For this problem, we must read in the data, convert the volume normalized $\chi$ into mass normalized units, and the mass into density. Then we plot the $\chi$ data versus color (by number) and density. Looking at the data in the datafile, it also has some sort of header and columns in the second line (as in Problem 2).
In [10]:
data=pd.read_csv('Chapter_8/beach_sand.dat', sep='\t', header=1)
print (data.head() )# print the top few lines
data=pd.DataFrame(data) # convert to a Pandas DataFrame
First convert mass to kg. Then multiply chi by units of 10^-5, then by the assumed volume (in m$^3$) and then divide by mass (in kg).
In [11]:
data['mass_kg']=data['mass']*1e-3 # convert from grams to kilograms.
data['chi_norm']=data['chi']*1e-5 # put into SI
data['chi_norm']=data['chi_norm']*7e-6 # take out volume in m^3
data['chi_norm']=data['chi_norm']/(data['mass_kg']) # divide by mass in kg
print (data.head())
We need density which should be in kg/m$^3$.
In [12]:
data['rho']=data['mass_kg']/7e-6
In [13]:
plt.plot(data['Specimen'],data['chi_norm'],'ro') # plot as red dots
plt.xlabel('Color')
plt.ylabel('Mass normalized susceptibility');
The darker the specimen (higher Specimen number), the higher the susceptibility.
In [24]:
plt.plot(data['rho'],data['chi_norm'],'ro')
plt.xlabel('Density')
plt.ylabel('Mass normalized susceptibility');
The denser the specimen, the higher the susceptibility, but the relationship is not linear.

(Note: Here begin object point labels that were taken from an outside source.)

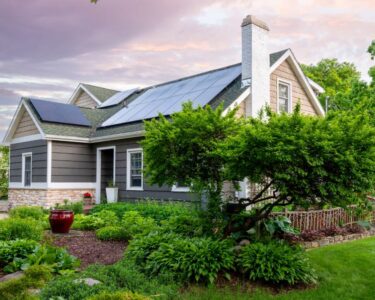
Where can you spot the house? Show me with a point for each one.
(59, 151)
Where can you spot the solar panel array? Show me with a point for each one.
(117, 98)
(168, 98)
(59, 113)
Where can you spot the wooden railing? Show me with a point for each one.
(321, 219)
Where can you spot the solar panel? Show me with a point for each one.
(118, 97)
(59, 113)
(168, 98)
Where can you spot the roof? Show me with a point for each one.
(101, 93)
(98, 116)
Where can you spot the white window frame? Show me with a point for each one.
(128, 171)
(184, 189)
(24, 155)
(290, 102)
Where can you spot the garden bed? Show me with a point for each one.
(90, 250)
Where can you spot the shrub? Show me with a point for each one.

The darker minerals are magnetite, pyroxene, amphibole and biotite. Magnetite is a very dense ($\sim$5000 kg/m$^3$) and very magnetic mineral. The more magnetite in the specimens, the denser and more magnetic (and darker) the specimen becomes. You could test this by extracting the most magnetic minerals out of the samples by suspending the material in water and using a magnet, then repeat the experiment. The remaining material should be less dense, lighter and less magnetic.